The China Digital Times reports on some strict instructions from the Chinese communist government to media outlets on how to cover the Chinese stock market collapse. Among other things, reporters were instructed not to refer to it as a “collapse.”

The list of instructions issued to radio and TV stations, in both English and Chinese, read as follows:

  1. Necessary coverage of the stock market must be completely balanced, objective, and rational. Do not join the chorus of the bull or bear market. Rationally lead market expectations to prevent inappropriate reports from causing the market to spike or crash.
  2. Without exception, discontinue discussions, expert interviews, and on-site live coverage.
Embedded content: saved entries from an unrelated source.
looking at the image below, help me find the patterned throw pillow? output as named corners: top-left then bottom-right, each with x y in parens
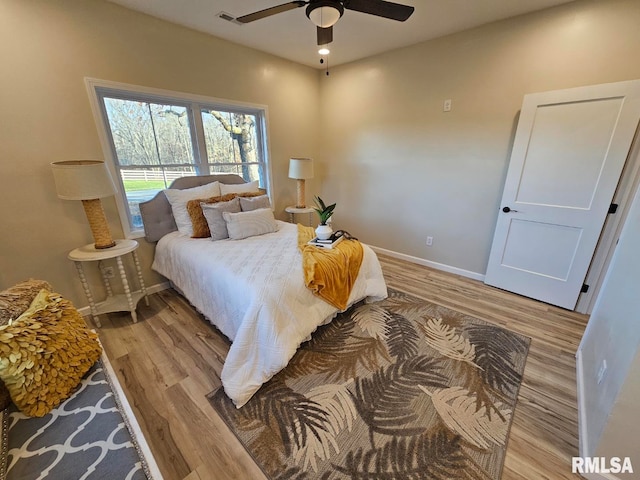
top-left (0, 290), bottom-right (102, 417)
top-left (223, 208), bottom-right (278, 240)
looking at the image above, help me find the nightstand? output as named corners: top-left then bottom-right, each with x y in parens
top-left (68, 239), bottom-right (149, 327)
top-left (285, 206), bottom-right (315, 226)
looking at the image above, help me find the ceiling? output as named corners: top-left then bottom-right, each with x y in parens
top-left (107, 0), bottom-right (575, 68)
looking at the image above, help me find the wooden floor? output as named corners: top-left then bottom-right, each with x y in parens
top-left (96, 254), bottom-right (589, 480)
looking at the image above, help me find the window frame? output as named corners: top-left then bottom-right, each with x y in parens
top-left (85, 78), bottom-right (272, 239)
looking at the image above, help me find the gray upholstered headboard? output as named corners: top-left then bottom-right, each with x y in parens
top-left (139, 174), bottom-right (247, 242)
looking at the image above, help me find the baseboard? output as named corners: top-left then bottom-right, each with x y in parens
top-left (575, 349), bottom-right (622, 480)
top-left (369, 245), bottom-right (486, 282)
top-left (77, 281), bottom-right (171, 317)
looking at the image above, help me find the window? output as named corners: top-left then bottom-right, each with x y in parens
top-left (87, 79), bottom-right (270, 237)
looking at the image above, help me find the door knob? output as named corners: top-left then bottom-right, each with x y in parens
top-left (502, 206), bottom-right (518, 213)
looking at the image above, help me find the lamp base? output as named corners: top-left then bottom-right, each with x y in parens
top-left (95, 241), bottom-right (117, 250)
top-left (82, 199), bottom-right (116, 249)
top-left (296, 179), bottom-right (307, 208)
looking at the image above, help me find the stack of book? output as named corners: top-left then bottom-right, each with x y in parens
top-left (307, 233), bottom-right (344, 249)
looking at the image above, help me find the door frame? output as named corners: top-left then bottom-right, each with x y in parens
top-left (576, 126), bottom-right (640, 314)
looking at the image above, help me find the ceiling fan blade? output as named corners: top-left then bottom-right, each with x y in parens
top-left (317, 26), bottom-right (333, 45)
top-left (344, 0), bottom-right (414, 22)
top-left (236, 1), bottom-right (307, 24)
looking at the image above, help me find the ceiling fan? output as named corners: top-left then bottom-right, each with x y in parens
top-left (236, 0), bottom-right (415, 46)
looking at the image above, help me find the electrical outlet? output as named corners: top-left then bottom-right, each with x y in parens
top-left (597, 359), bottom-right (607, 384)
top-left (426, 236), bottom-right (433, 246)
top-left (103, 266), bottom-right (115, 279)
top-left (443, 99), bottom-right (452, 112)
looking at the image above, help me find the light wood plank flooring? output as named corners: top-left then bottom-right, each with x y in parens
top-left (96, 254), bottom-right (589, 479)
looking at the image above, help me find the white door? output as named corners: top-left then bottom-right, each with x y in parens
top-left (485, 80), bottom-right (640, 310)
Do not conduct in-depth analysis, and do not speculate on or assess the direction of the market. Do not exaggerate panic or sadness. Do not use emotionally charged words such as “slump,” “spike,” or “collapse.”
  3. Strictly report according to information released by the China Securities Regulatory Commission. Resolutely avoid promulgating false information.
  4. Programs on securities must be produced and broadcast by the broadcast organization. Do not rent or transfer time slots, do not broadcast programs produced by consulting organizations, and do not embark on commercial ventures with consulting organizations.
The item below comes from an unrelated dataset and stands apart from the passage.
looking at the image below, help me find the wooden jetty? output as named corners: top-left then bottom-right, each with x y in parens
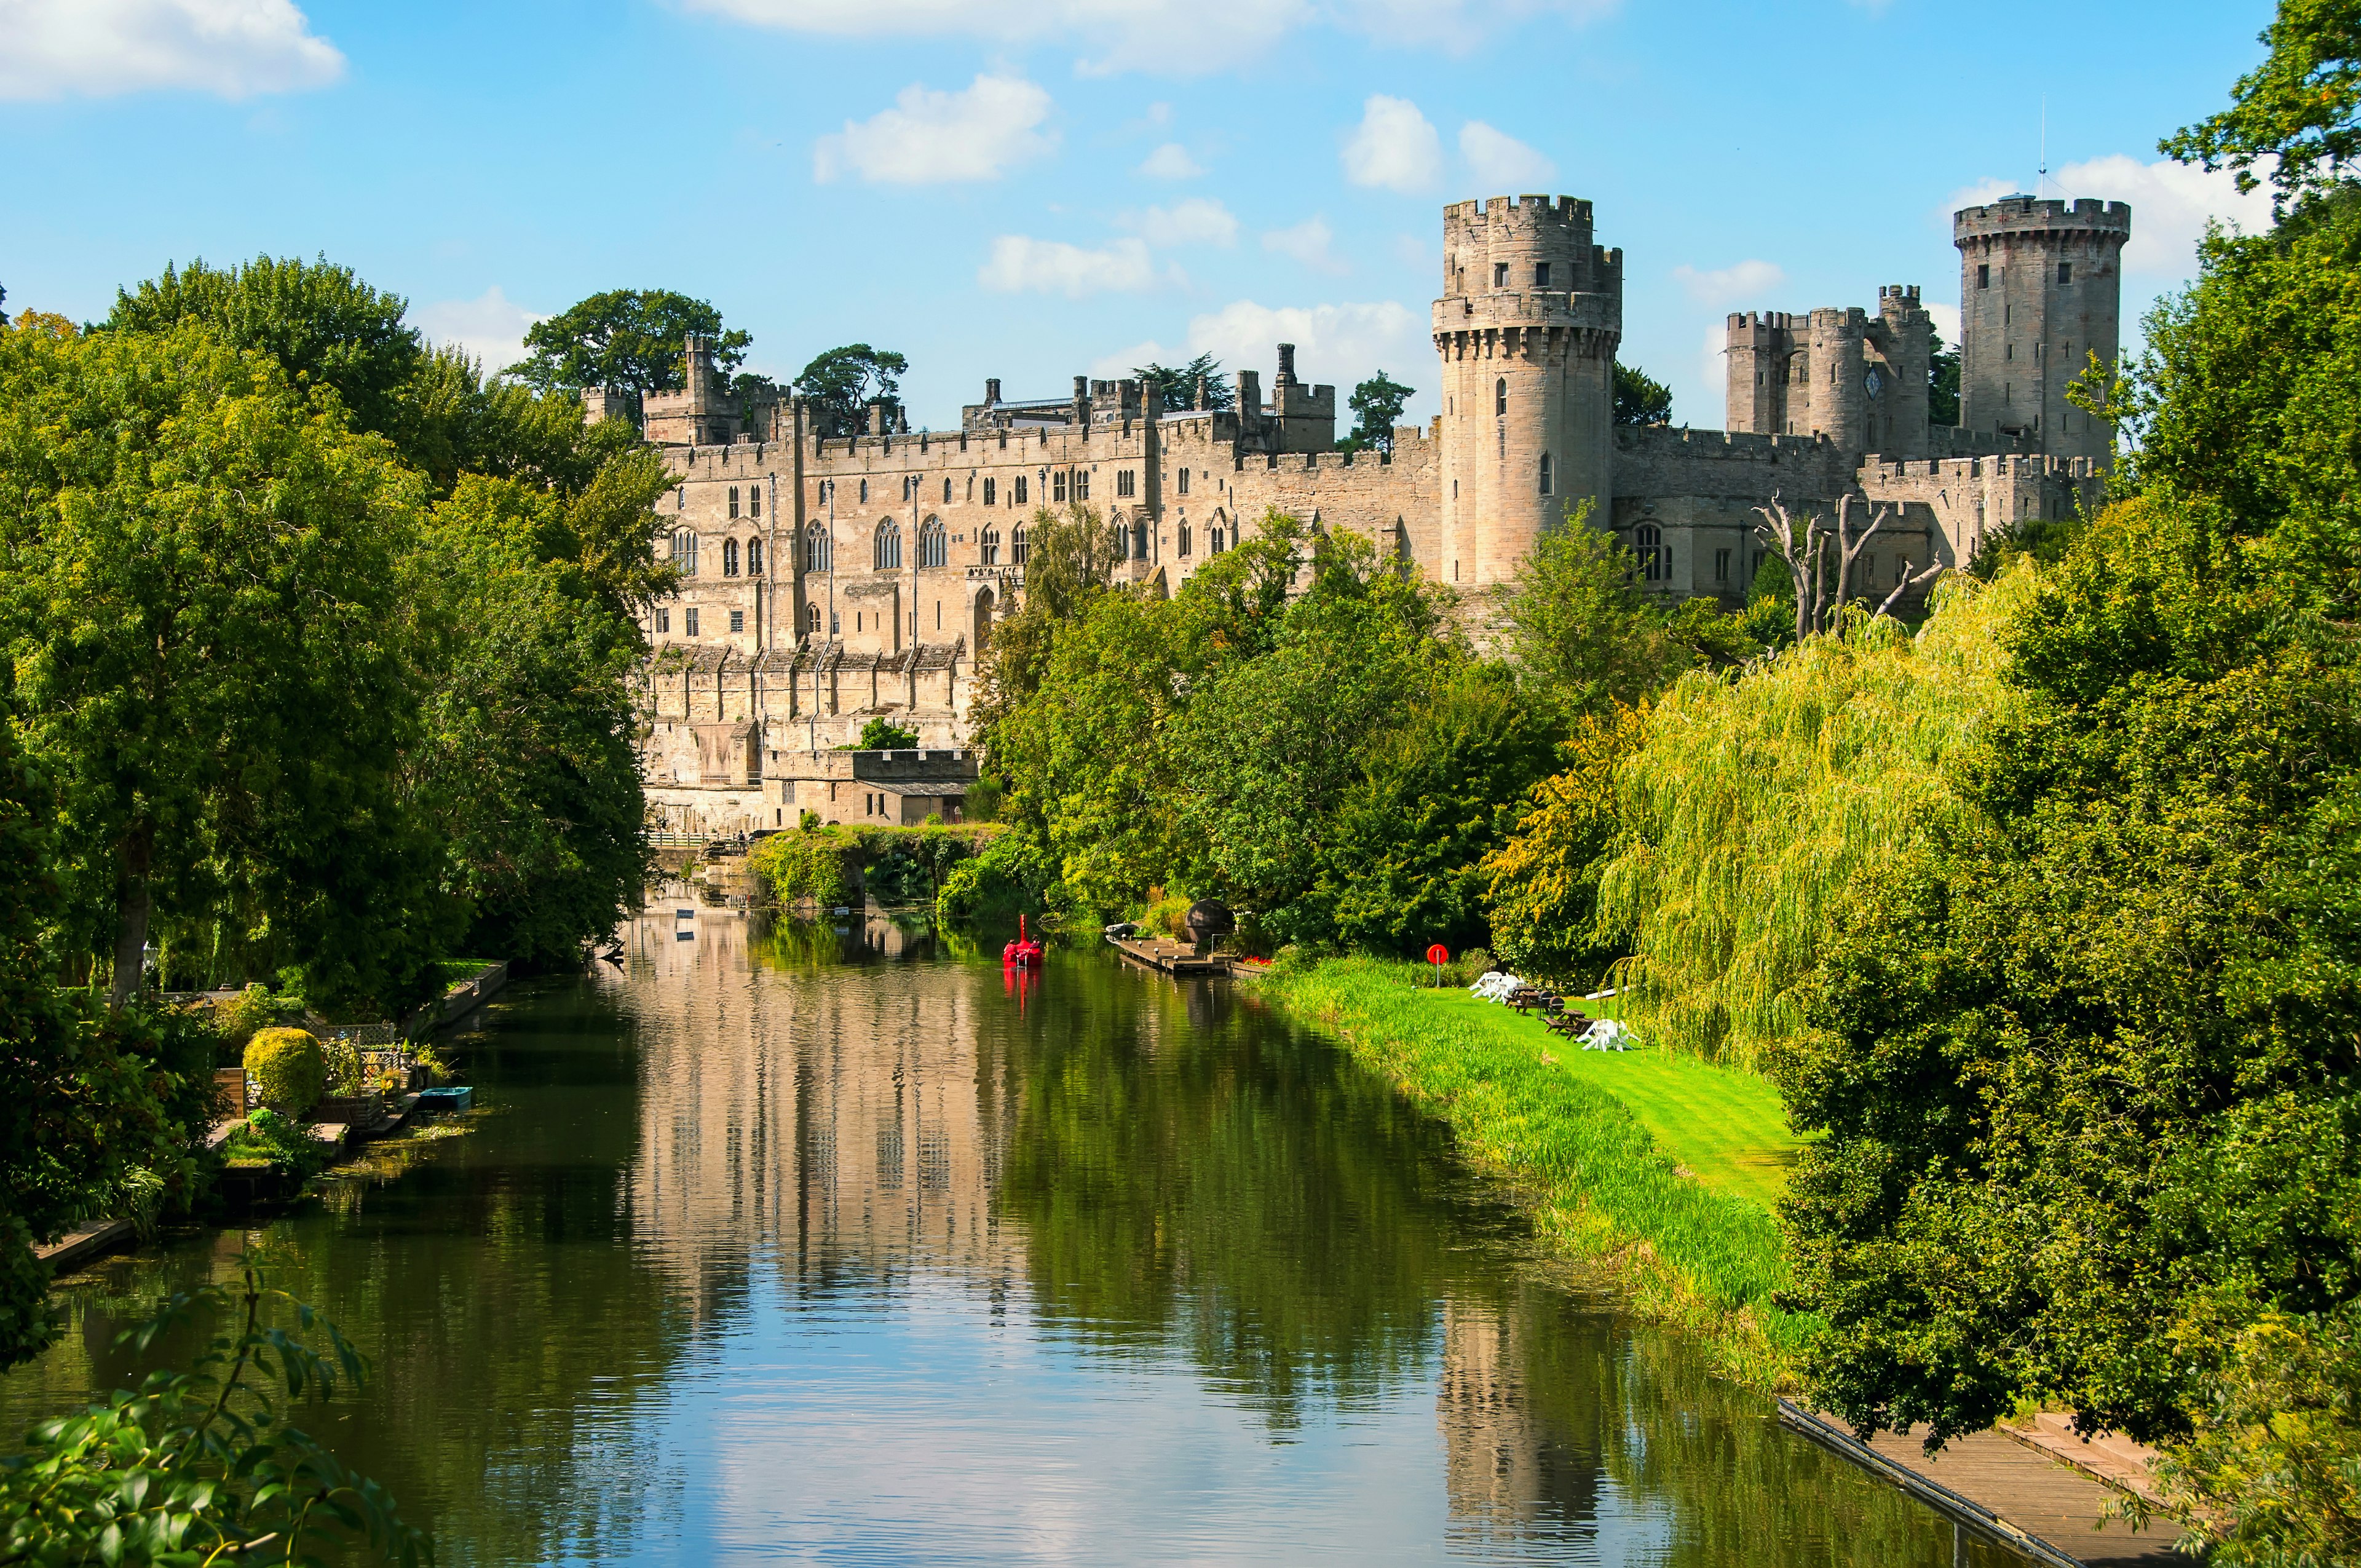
top-left (35, 1219), bottom-right (135, 1276)
top-left (1106, 932), bottom-right (1233, 977)
top-left (1779, 1401), bottom-right (2185, 1567)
The Hong Kong Free Press adds that the government also commanded that “there should be no interviews with experts, no live on-site coverage, and reports should be ‘rationally lead’ in order to prevent and spike or crash in the market.”

Observers will debate how much of a role tight media controls played in arresting (figuratively) the market slide, before the government felt obliged to begin arresting (literally) panicked investors. Economics is always about the flow of data. The Chinese government wouldn’t be the first to think they could control outputs by managing data inputs; pundits in the Western world have long argued that downturns, and even recessionary economies, are a matter of public attitude as firm, underlying fiscal realities.

The U.S. media has been trying to keep the economy afloat, writing favorably about President Obama’s “recoveries” that never live up to their billing, just as they will manufacture doom and gloom stories about, for example, the previously unsuspected dark side of full employment under a Republican administration. China merely took it to the next level, along with freezing the market itself, and for the moment those tactics seem to have been effective.